Guardia di Finanza: scoperto un traffico di sostanze stupefacenti all’interno del carcere di Foggia. Eseguiti 16 arresti

Di Michele Toschi

BARI. Sono 16 le misure cautelari personali (delle quali 8 in carcere e le restanti 8 agli arresti domiciliari), in corso dall’alba di oggi al termine d’una complessa operazione condotta dai finanzieri del Comando provinciale di Bari.

Militari della GDF in attività tecniche

Le suddette misure, disposte dal GIP del Tribunale di Foggia, raggiungono altrettanti soggetti ritenuti – a vario titolo e in concorso tra loro – responsabili di traffico di sostanze stupefacenti e corruzione per atto contrario ai doveri d’ufficio, e rappresentano il culmine d’una complessa indagine delegata agli specialisti del Nucleo Polizia Economico Finanziaria (PEF) di Bari, grazie ai quali è stato possibile scoprire l’esistenza d’una ben organizzata rete di approvvigionamento e smercio di sostanze illecite che avveniva all’interno del carcere foggiano.

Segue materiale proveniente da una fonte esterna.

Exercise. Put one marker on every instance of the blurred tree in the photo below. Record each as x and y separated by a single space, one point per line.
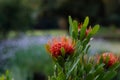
14 15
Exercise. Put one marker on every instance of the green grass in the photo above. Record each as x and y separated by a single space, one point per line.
27 61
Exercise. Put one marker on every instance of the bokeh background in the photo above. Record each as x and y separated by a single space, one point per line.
26 26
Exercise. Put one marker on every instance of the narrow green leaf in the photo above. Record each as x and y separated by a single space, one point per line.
70 25
62 51
95 29
83 28
109 75
75 28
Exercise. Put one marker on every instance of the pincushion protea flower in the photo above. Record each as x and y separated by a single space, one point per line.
56 44
108 58
87 30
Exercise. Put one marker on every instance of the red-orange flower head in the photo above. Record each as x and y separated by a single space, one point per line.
54 46
87 30
112 59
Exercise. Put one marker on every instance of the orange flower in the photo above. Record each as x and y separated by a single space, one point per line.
54 46
87 30
112 59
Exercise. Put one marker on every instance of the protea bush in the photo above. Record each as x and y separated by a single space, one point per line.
71 59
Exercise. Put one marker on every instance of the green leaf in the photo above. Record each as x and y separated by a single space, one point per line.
88 67
99 69
95 29
90 76
61 76
75 28
83 28
109 75
71 25
62 51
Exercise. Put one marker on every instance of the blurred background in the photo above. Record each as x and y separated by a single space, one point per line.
26 25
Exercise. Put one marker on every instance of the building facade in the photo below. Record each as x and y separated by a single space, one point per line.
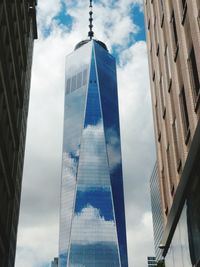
54 263
157 213
151 261
92 219
17 32
173 44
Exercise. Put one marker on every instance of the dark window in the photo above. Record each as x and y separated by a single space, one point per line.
85 77
162 94
161 5
168 67
183 3
79 80
173 21
194 72
184 111
68 86
73 85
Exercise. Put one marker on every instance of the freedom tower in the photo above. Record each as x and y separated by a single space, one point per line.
92 215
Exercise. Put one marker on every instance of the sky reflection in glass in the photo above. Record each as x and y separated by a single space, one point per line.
92 220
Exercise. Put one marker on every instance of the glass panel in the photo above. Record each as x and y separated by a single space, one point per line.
73 125
106 69
93 234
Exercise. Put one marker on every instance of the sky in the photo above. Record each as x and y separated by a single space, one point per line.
61 25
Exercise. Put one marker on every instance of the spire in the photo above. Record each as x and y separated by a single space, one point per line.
90 33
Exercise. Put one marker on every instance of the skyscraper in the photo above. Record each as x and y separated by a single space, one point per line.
17 32
92 220
151 261
157 214
54 263
173 44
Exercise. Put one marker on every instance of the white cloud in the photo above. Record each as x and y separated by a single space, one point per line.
38 228
89 227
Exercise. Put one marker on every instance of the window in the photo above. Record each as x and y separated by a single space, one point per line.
168 68
194 73
161 4
162 95
175 36
68 86
85 76
185 116
198 19
73 86
176 144
164 190
156 34
184 10
79 80
183 3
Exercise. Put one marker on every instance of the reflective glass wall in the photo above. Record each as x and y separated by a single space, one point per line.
92 219
178 254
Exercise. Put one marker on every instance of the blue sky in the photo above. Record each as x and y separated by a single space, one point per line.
61 25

Il Palazzo di Giustizia di Foggia

Le attività d’indagine in parola hanno infatti permesso di delineare un quadro indiziario di particolare gravità, nel quale compaiono tutti i soggetti colpiti oggi dalle sopracitate misure restrittive.

I meticolosi riscontri eseguiti dagli investigatori della GDF barese hanno peraltro consentito di evidenziare all’Autorità Giudiziaria inquirente il fondamentale ruolo assunto nella vicenda da un’infermiera (già tratta in arresto ad aprile scorso in flagranza di reato) la quale, sfruttando la propria posizione lavorativa presso l’istituto penitenziario del capoluogo dauno, avrebbe reso possibile una sistematica introduzione di droga destinata allo “spaccio”.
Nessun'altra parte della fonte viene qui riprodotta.